Si la charge fiscale des entreprises du monde entier tend à se réduire grâce aux systèmes de déclaration et de paiement en ligne…

La diminution de 8 heures du temps moyen passé à se conformer à la réglementation fiscale est plus marquée que les années précédentes et reflète l'amélioration en cours des systèmes de dématérialisation fiscale, notamment au Brésil où de grandes réformes ont été mises en œuvre.

De même, la baisse du nombre de paiements, à hauteur de -0,8 opération en 2015, s'explique largement par le développement  de systèmes de télédéclaration et de télépaiement des impôts, caractéristique des réformes fiscales entreprises la plus répandue en 2015.

Quant à la légère érosion du taux d'imposition total moyen (-0,1 point de pourcentage), elle résulte à la fois d'une hausse et d'une baisse concomitantes des impôts, dans respectivement 44 et 38 pays. Elle procède aussi de l'effet combiné d'une diminution des « autres impôts », compensée par des augmentations modestes des taxes sur le travail et sur les bénéfices.

De manière générale, la mise en place ou l'amélioration des systèmes de déclaration et de paiement des impôts en ligne ont constitué la caractéristique la plus fréquente des réformes fiscales de l'année écoulée, puisqu'elles ont concerné 26 pays.

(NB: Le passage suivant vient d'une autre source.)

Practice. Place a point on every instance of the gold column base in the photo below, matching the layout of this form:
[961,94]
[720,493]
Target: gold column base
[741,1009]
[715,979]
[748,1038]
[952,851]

C'est la Jamaïque qui arrive en tête des nations les plus avancées sur ce domaine, avec la disparition de 26 paiements, pour aboutir à un total de 11 paiements. 

… les Etats ont encore des progrès à faire dans la phase post-déclaration pour rendre leurs systèmes fiscaux plus efficaces

Les nouveaux axes d'analyse permettent de constater que les interactions avec l'administration fiscale faisant suite à l'envoi de la déclaration apparaissent généralement comme l’étape la plus difficile pour l’entreprise. Les pratiques varient cependant considérablement d'un pays à l'autre.

  • Remboursement de la TVA

L’étude révèle que 162 économies appliquent un système de TVA, cette dernière étant remboursable, dans le cas de la société-type étudiée, dans 93 pays. La rapidité et l'efficacité du processus peuvent jouer un rôle critique pour prévenir tout problème de trésorerie du côté des entreprises. Dans les pays dotés d'un système de remboursement de la TVA, il faut en moyenne un peu plus de 14 heures seulement pour remplir la déclaration correspondante, mais le remboursement prend alors plus de 5 mois (presque 22 semaines).

L'analyse montre que les formalités de remboursement  de TVA prennent moins de temps dans les économies les plus riches (presque 8 heures) que dans les pays à faible revenu (près de 27 heures). Un remboursement de TVA déclenche un contrôle dans 70% des pays étudiés, lequel se traduira, dans plus de la moitié (58%)  en des vérifications exhaustives.

  • Contrôle fiscale à la suite d’une déclaration d’IS

L’étude nous apprend également que 180 pays étudiés ont prélevé un impôt sur les bénéfices des sociétés en 2015. Le fait d'apporter volontairement une correction à une déclaration d'impôt sur les sociétés est susceptible d'entraîner un contrôle fiscal dans 74 des  pays étudiés. En moyenne, la société-type étudiée a besoin de presque 17 heures pour corriger une erreur dans sa déclaration d'IS. Si l'administration déclenche un contrôle fiscal, celui-ci prendra en tout un peu plus de 17 semaines.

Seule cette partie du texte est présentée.